Rule 34 doesn’t even come close to this. In the 1960s, as many Israelis and Jews around the world were beginning to come to grips with the atrocities of the Holocaust, one of the ways some dealt with the trauma was through pulp pornographic Nazi-themed comic books called Stalags. These comics were never on full display, but nonetheless, they became best sellers throughout Israel.

Read under the table by a generation of pubescent Israelis, often the children of survivors, the Stalags were named for the World War II prisoner-of-war camps in which they were set. The books told perverse tales of captured American or British pilots being abused by sadistic female SS officers outfitted with whips and boots. The plot usually ended with the male protagonists taking revenge, by raping and killing their tormentors.

After decades in dusty back rooms and closets, the Stalags, a peculiar Hebrew concoction of Nazism, sex and violence, are re-emerging in the public eye. And with them comes a rekindled debate on the cultural representation here of Nazism and the Holocaust, and whether they have been unduly mixed in with a kind of sexual perversion and voyeurism that has permeated even the school curriculum.

“I realized that the first Holocaust pictures I saw, as one who grew up here, were of naked women,” said Ari Libsker, whose documentary film “Stalags: Holocaust and Pornography in Israel” had its premiere at the Jerusalem Film Festival in July and is to be broadcast in October and shown in movie theaters. “We were in elementary school,” he noted. “I remember how embarrassed we were.”

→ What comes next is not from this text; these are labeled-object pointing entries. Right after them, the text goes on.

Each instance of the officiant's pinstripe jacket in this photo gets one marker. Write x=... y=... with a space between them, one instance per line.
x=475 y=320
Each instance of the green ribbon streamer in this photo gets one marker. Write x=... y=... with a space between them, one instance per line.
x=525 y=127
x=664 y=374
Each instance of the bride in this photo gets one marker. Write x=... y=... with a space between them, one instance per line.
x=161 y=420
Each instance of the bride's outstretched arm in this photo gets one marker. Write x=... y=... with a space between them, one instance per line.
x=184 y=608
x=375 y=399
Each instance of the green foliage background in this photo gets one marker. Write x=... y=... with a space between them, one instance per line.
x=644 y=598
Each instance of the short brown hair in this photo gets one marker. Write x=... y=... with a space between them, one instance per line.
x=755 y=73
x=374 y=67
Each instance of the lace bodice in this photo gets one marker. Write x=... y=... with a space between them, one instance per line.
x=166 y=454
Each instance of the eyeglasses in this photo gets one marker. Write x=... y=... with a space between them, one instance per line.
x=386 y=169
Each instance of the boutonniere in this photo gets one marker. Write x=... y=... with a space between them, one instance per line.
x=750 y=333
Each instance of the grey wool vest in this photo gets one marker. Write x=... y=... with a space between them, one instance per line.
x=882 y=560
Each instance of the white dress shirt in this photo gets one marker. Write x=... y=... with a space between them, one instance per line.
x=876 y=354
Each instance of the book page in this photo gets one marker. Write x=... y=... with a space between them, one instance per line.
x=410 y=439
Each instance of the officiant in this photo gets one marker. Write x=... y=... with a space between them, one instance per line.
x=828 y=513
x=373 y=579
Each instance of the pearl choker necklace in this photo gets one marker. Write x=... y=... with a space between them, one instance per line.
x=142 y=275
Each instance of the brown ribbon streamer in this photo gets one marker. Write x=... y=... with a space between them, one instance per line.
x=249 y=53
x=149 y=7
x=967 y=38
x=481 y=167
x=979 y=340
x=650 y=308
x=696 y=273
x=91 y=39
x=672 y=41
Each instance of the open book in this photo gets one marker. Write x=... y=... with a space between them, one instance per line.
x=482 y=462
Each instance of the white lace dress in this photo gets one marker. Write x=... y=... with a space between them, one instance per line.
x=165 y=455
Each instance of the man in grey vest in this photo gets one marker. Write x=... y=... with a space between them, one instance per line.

Hanna Yablonka, a professor of history at Ben-Gurion University of the Negev, says the film highlights what she calls the “yellow aspects of nurturing the memory of the Holocaust.”

“Are we taking it into the realm of semipornography?” she asked. “The answer is, we are.”

The Stalags were practically the only pornography available in the Israeli society of the early 1960s, which was almost puritanical. They faded out almost as suddenly as they had appeared. Two years after the first edition was snatched up from kiosks around the central bus station in Tel Aviv, an Israeli court found the publishers guilty of disseminating pornography. The most famous Stalag, “I Was Colonel Schultz’s Private Bitch,” was deemed to have crossed all the lines of acceptability, prompting the police to try to hunt every copy down.

The Stalags went out of print and underground, circulating in specialty secondhand bookstores and among furtive groups of collectors.